Bürgergremien entscheiden

Handelt es sich bei dem Vorschlag bloß um die Reinigung einer Straße oder die Reparatur einer kaputten Schaukel wird das Anliegenmanagement des Bezirks eingeschaltet. „Wir wollen nicht zu einer Beschwerdestelle werden“, so Dunkel. Für einige städtische Bereiche ist auch nicht der Bezirk zuständig, sondern etwa der öffentliche Nahverkehr, lokale Unternehmen oder der Senat. Alle übrigen Vorschläge gehen an die Fachausschüsse der Bezirksparlamente oder – wenn die Anträge den Haushalt betreffen – an einen eigens dafür eingerichteten Beirat, das sogenannte Begleitgremium.

Das entscheidet darüber, ob und wann das Projekt umgesetzt werden kann – abhängig davon, wie viel Geld für das laufende Jahr noch da ist. Das letzte Wort hat allerdings das Bezirksparlament, das Begleitgremium spricht nur eine Empfehlung aus.
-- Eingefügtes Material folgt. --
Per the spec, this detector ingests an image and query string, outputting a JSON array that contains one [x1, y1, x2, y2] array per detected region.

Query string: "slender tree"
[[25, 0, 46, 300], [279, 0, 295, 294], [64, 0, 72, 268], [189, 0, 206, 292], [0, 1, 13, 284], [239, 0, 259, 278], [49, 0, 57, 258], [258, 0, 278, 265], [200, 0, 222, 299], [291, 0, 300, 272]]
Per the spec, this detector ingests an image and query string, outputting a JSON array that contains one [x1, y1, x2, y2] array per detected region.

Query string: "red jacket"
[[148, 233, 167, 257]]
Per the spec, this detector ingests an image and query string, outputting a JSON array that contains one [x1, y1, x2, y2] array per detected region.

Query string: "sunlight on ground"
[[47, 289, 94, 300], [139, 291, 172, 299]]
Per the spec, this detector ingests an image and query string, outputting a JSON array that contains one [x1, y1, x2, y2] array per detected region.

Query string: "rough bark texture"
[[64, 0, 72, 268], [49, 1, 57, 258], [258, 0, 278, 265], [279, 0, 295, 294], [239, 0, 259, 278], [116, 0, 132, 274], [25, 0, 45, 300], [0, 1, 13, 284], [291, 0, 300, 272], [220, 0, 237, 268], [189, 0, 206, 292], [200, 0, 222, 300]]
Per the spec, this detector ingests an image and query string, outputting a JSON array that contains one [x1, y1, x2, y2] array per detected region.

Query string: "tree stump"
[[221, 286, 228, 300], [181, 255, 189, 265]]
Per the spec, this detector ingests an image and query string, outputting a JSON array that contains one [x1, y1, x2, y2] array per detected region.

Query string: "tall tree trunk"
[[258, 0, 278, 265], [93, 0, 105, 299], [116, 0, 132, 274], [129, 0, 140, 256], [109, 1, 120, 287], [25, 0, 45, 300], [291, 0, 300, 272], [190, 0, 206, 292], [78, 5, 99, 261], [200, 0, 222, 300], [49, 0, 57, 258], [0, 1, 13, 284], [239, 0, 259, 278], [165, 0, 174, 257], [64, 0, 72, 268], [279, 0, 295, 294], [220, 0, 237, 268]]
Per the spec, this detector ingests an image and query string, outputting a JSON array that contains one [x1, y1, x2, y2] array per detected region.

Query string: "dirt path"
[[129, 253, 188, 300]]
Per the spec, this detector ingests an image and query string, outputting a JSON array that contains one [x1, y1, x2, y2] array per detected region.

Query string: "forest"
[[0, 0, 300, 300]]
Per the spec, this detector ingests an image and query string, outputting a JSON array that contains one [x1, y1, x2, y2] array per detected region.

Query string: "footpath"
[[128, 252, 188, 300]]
Es berät sich öffentlich, die Abstimmung ist aber geheim. Allerdings sind nur 15 Mitglieder des Gremiums stimmberechtigt: je fünf Männer und Frauen aus dem Bezirk ohne politisches Amt, dazu fünf Vertreter des Bezirksparlaments und drei vom Bezirksamt. Hinzu kommen ständige Mitglieder, die die besonderen Interessen der einzelnen Bevölkerungsgruppen oder Stadtteile vertreten, aber nicht abstimmen dürfen.
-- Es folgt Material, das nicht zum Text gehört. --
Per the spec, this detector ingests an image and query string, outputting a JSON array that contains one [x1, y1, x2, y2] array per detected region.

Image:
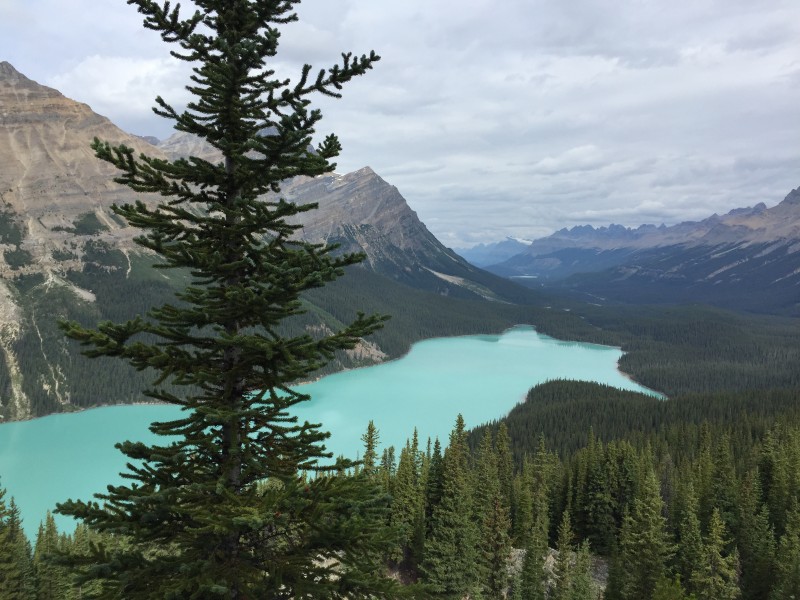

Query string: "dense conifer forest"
[[0, 0, 800, 600]]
Beteiligung per Losverfahren

Das einflussreichste Projekt, das auf einen Vorschlag für den Bürgerhaushalt zurückgeht, ist der Kiezfonds. „Mein Lieblingsthema“, sagt Reimer Dunkel. „Der Vorschlag kam von Jugendlichen. Sie wollten eine Möglichkeit haben, um kurzfristig Geld für kleinere Projekte zu bekommen“. Gesagt getan: Seit 2010 verfügen die 13 Stadtteile Lichtenbergs jeweils über ein jährliches Budget für gemeinnützige Projekte, über das eine Bürgerjury entscheidet. „Anfangs waren es 5.000 Euro, dann 7.000 und für 2017 sind es sogar 10.000 Euro pro Bezirk, die aus dem Haushalt der Stadt bereitgestellt werden“, erklärt Dunkel.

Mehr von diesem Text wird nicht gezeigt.